Synopses & Reviews
Marianne is eight years old when her mother goes missing.
Left behind with her baby brother and grieving father in a ramshackle house on the edge of a small village, she clings to the fragmented memories of her mother’s love; the smell of fresh herbs, the games they played, and the songs and stories of her childhood.
As time passes, Marianne finds it difficult to adjust, fixated on her mother’s disappearance and the secrets she’s sure her father is keeping from her. Yet, in one of her mother’s dusty old books, she discovers a medieval poem called Pearl, and, trusting in the promise of its consolation, it seems as if her life begins to parallel the poem's course.
But questions remain. Marianne is ever more tormented by the unmarked gravestone in the abandoned chapel and the tidal pull of the river, and as her childhood home begins to crumble, the past leads her down a path of self-destruction.
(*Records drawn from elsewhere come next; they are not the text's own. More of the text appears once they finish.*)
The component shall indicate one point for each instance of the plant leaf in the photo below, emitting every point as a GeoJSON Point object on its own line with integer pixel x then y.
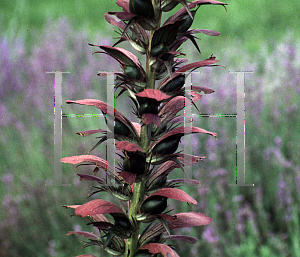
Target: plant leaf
{"type": "Point", "coordinates": [97, 206]}
{"type": "Point", "coordinates": [206, 90]}
{"type": "Point", "coordinates": [175, 193]}
{"type": "Point", "coordinates": [103, 107]}
{"type": "Point", "coordinates": [199, 64]}
{"type": "Point", "coordinates": [83, 233]}
{"type": "Point", "coordinates": [112, 19]}
{"type": "Point", "coordinates": [191, 182]}
{"type": "Point", "coordinates": [91, 178]}
{"type": "Point", "coordinates": [153, 94]}
{"type": "Point", "coordinates": [90, 132]}
{"type": "Point", "coordinates": [148, 118]}
{"type": "Point", "coordinates": [128, 177]}
{"type": "Point", "coordinates": [124, 4]}
{"type": "Point", "coordinates": [189, 219]}
{"type": "Point", "coordinates": [206, 31]}
{"type": "Point", "coordinates": [86, 255]}
{"type": "Point", "coordinates": [127, 146]}
{"type": "Point", "coordinates": [182, 130]}
{"type": "Point", "coordinates": [88, 158]}
{"type": "Point", "coordinates": [160, 248]}
{"type": "Point", "coordinates": [188, 239]}
{"type": "Point", "coordinates": [191, 159]}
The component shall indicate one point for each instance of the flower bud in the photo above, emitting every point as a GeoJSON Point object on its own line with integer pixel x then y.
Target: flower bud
{"type": "Point", "coordinates": [142, 8]}
{"type": "Point", "coordinates": [154, 204]}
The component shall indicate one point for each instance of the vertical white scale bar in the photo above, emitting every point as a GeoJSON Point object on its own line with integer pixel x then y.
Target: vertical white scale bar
{"type": "Point", "coordinates": [58, 180]}
{"type": "Point", "coordinates": [188, 126]}
{"type": "Point", "coordinates": [240, 135]}
{"type": "Point", "coordinates": [110, 143]}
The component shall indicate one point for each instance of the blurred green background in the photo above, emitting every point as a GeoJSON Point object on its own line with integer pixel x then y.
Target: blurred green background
{"type": "Point", "coordinates": [258, 36]}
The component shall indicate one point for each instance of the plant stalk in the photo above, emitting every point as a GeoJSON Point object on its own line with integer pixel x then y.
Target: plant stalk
{"type": "Point", "coordinates": [139, 187]}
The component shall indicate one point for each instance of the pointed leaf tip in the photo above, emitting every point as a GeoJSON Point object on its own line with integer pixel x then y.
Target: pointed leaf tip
{"type": "Point", "coordinates": [127, 146]}
{"type": "Point", "coordinates": [97, 206]}
{"type": "Point", "coordinates": [153, 94]}
{"type": "Point", "coordinates": [175, 193]}
{"type": "Point", "coordinates": [160, 248]}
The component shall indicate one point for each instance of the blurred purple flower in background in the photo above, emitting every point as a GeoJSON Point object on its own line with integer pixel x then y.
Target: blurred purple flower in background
{"type": "Point", "coordinates": [210, 235]}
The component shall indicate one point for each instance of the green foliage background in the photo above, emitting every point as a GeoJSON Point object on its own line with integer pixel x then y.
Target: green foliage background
{"type": "Point", "coordinates": [250, 32]}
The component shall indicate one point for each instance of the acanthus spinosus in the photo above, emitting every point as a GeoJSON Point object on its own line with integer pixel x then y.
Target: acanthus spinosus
{"type": "Point", "coordinates": [147, 150]}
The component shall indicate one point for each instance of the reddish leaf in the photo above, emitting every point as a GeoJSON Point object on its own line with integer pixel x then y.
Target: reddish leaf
{"type": "Point", "coordinates": [124, 56]}
{"type": "Point", "coordinates": [137, 127]}
{"type": "Point", "coordinates": [91, 178]}
{"type": "Point", "coordinates": [99, 218]}
{"type": "Point", "coordinates": [199, 64]}
{"type": "Point", "coordinates": [207, 32]}
{"type": "Point", "coordinates": [177, 120]}
{"type": "Point", "coordinates": [84, 234]}
{"type": "Point", "coordinates": [89, 132]}
{"type": "Point", "coordinates": [182, 130]}
{"type": "Point", "coordinates": [160, 248]}
{"type": "Point", "coordinates": [188, 159]}
{"type": "Point", "coordinates": [175, 193]}
{"type": "Point", "coordinates": [97, 206]}
{"type": "Point", "coordinates": [165, 169]}
{"type": "Point", "coordinates": [148, 118]}
{"type": "Point", "coordinates": [191, 5]}
{"type": "Point", "coordinates": [112, 19]}
{"type": "Point", "coordinates": [153, 94]}
{"type": "Point", "coordinates": [125, 16]}
{"type": "Point", "coordinates": [88, 158]}
{"type": "Point", "coordinates": [71, 206]}
{"type": "Point", "coordinates": [124, 4]}
{"type": "Point", "coordinates": [188, 239]}
{"type": "Point", "coordinates": [191, 182]}
{"type": "Point", "coordinates": [86, 255]}
{"type": "Point", "coordinates": [172, 107]}
{"type": "Point", "coordinates": [130, 147]}
{"type": "Point", "coordinates": [206, 90]}
{"type": "Point", "coordinates": [104, 107]}
{"type": "Point", "coordinates": [196, 97]}
{"type": "Point", "coordinates": [188, 219]}
{"type": "Point", "coordinates": [128, 177]}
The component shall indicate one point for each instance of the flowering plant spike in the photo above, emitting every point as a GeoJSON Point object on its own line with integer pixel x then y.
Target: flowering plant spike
{"type": "Point", "coordinates": [147, 150]}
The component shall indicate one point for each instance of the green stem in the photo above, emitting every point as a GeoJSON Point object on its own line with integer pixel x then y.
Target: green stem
{"type": "Point", "coordinates": [139, 187]}
{"type": "Point", "coordinates": [138, 197]}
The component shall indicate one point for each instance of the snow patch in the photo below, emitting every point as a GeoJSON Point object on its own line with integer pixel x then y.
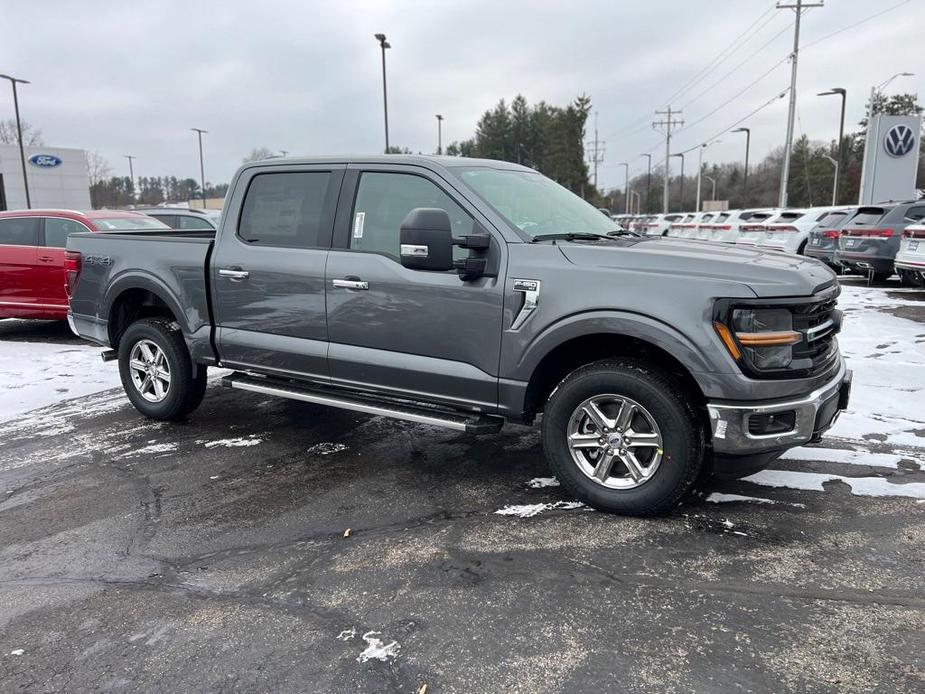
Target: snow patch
{"type": "Point", "coordinates": [327, 448]}
{"type": "Point", "coordinates": [240, 441]}
{"type": "Point", "coordinates": [375, 650]}
{"type": "Point", "coordinates": [530, 510]}
{"type": "Point", "coordinates": [540, 482]}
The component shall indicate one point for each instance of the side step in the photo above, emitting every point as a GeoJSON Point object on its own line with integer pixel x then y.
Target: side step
{"type": "Point", "coordinates": [397, 409]}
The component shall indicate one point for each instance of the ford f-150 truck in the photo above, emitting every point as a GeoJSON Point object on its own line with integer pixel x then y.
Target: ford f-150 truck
{"type": "Point", "coordinates": [462, 293]}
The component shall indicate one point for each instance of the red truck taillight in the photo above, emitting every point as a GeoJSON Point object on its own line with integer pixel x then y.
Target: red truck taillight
{"type": "Point", "coordinates": [72, 265]}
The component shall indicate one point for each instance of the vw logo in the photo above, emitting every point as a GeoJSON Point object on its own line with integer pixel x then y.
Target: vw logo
{"type": "Point", "coordinates": [899, 141]}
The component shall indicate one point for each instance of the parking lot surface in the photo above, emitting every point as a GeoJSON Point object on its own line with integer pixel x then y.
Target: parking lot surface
{"type": "Point", "coordinates": [270, 545]}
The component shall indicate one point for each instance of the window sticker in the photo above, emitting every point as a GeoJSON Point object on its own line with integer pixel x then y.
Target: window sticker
{"type": "Point", "coordinates": [358, 222]}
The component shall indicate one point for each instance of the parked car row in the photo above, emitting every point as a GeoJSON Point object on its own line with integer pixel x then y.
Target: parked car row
{"type": "Point", "coordinates": [32, 258]}
{"type": "Point", "coordinates": [874, 239]}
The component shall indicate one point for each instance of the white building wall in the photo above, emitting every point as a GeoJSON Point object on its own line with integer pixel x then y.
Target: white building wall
{"type": "Point", "coordinates": [66, 185]}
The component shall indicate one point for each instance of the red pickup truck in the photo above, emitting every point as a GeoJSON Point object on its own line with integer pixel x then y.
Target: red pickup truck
{"type": "Point", "coordinates": [32, 255]}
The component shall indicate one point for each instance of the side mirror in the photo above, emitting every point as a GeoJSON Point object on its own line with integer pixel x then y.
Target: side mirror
{"type": "Point", "coordinates": [426, 240]}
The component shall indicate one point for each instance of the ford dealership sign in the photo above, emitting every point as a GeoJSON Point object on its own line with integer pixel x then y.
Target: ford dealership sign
{"type": "Point", "coordinates": [45, 160]}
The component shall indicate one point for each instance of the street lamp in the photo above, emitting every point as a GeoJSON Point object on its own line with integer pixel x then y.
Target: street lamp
{"type": "Point", "coordinates": [131, 172]}
{"type": "Point", "coordinates": [748, 144]}
{"type": "Point", "coordinates": [700, 149]}
{"type": "Point", "coordinates": [202, 170]}
{"type": "Point", "coordinates": [835, 183]}
{"type": "Point", "coordinates": [385, 100]}
{"type": "Point", "coordinates": [876, 90]}
{"type": "Point", "coordinates": [626, 186]}
{"type": "Point", "coordinates": [681, 193]}
{"type": "Point", "coordinates": [648, 182]}
{"type": "Point", "coordinates": [439, 134]}
{"type": "Point", "coordinates": [841, 132]}
{"type": "Point", "coordinates": [713, 181]}
{"type": "Point", "coordinates": [22, 152]}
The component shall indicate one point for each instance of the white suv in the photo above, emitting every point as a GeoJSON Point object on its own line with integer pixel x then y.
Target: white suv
{"type": "Point", "coordinates": [788, 232]}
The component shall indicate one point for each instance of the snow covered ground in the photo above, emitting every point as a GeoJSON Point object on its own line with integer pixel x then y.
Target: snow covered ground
{"type": "Point", "coordinates": [38, 374]}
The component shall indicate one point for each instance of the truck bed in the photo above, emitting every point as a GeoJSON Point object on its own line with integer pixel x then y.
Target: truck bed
{"type": "Point", "coordinates": [171, 263]}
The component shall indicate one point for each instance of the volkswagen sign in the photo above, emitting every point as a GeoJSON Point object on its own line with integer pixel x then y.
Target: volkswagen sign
{"type": "Point", "coordinates": [899, 140]}
{"type": "Point", "coordinates": [45, 160]}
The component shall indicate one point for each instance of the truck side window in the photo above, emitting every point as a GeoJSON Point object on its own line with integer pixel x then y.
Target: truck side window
{"type": "Point", "coordinates": [57, 230]}
{"type": "Point", "coordinates": [384, 199]}
{"type": "Point", "coordinates": [19, 231]}
{"type": "Point", "coordinates": [284, 209]}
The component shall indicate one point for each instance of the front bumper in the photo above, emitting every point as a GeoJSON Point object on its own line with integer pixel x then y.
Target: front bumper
{"type": "Point", "coordinates": [813, 415]}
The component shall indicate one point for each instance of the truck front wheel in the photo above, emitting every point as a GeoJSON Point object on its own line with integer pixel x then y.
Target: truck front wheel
{"type": "Point", "coordinates": [622, 437]}
{"type": "Point", "coordinates": [156, 370]}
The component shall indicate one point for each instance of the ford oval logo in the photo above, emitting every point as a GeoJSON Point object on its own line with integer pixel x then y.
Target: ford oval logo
{"type": "Point", "coordinates": [45, 160]}
{"type": "Point", "coordinates": [899, 140]}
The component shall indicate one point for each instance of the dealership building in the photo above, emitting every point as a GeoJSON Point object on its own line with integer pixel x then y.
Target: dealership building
{"type": "Point", "coordinates": [58, 178]}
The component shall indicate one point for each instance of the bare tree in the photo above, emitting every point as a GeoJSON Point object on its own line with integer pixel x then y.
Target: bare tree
{"type": "Point", "coordinates": [258, 153]}
{"type": "Point", "coordinates": [30, 136]}
{"type": "Point", "coordinates": [97, 167]}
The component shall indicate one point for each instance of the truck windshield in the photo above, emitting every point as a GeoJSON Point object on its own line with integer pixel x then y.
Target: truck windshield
{"type": "Point", "coordinates": [533, 203]}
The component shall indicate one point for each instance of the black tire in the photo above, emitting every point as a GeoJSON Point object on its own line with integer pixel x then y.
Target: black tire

Can Marianne ever come to understand her mother’s choices? And will her own future as a mother help her find her peace?
Review
"A beautiful tale of sadness and enduring love.... that feels like a modern fairy tale.... Pearl is a masterful novel, shot through with legend and song. It can be read on many levels: as a mystery, as a story of grief and healing, as a response to a poem. But most of all, it can be read as a story of love."—Laurie Hertzel, The Boston Globe
"Pearl is a gorgeous, swirling, haunted and haunting potion of a book. It embodies like no other the truth that every absence is as singular and elaborate and mysterious as the presence of the thing—or person—it describes, no matter how back to front, inside out, lucidly or ethereally memories of its particulars may come and go. How utterly moving, to be under its beautiful, artful spell." —Paul Harding, Pulitzer Prize winning author of Tinkers and This Other Eden
"[A] gorgeous novel.... Marianne sees her grief and love reflected in the preserved, 14th-century lines [of the poem Pearl].... Hughes’s placid and deep novel chains sorrows to each other as the narrative unfurls, creating a delicate tether connecting moments of loss."—Literary Hub
About the Author
SIÂN HUGHES grew up in a small village in Cheshire, where the story of Pearl is set. Returning to live there after her mother’s death, she borrowed from the medieval poem Pearl to write a story set in an old house she cycled past every day as a child. Her first collection of poetry, The Missing (Salt, 2009), was long-listed for the Guardian First Book Award, short-listed for the Felix Dennis and Aldeburgh prizes, and won the Seamus Heaney Centre Prize for Poetry. Pearl is her first novel, and she lives in Malpas, UK.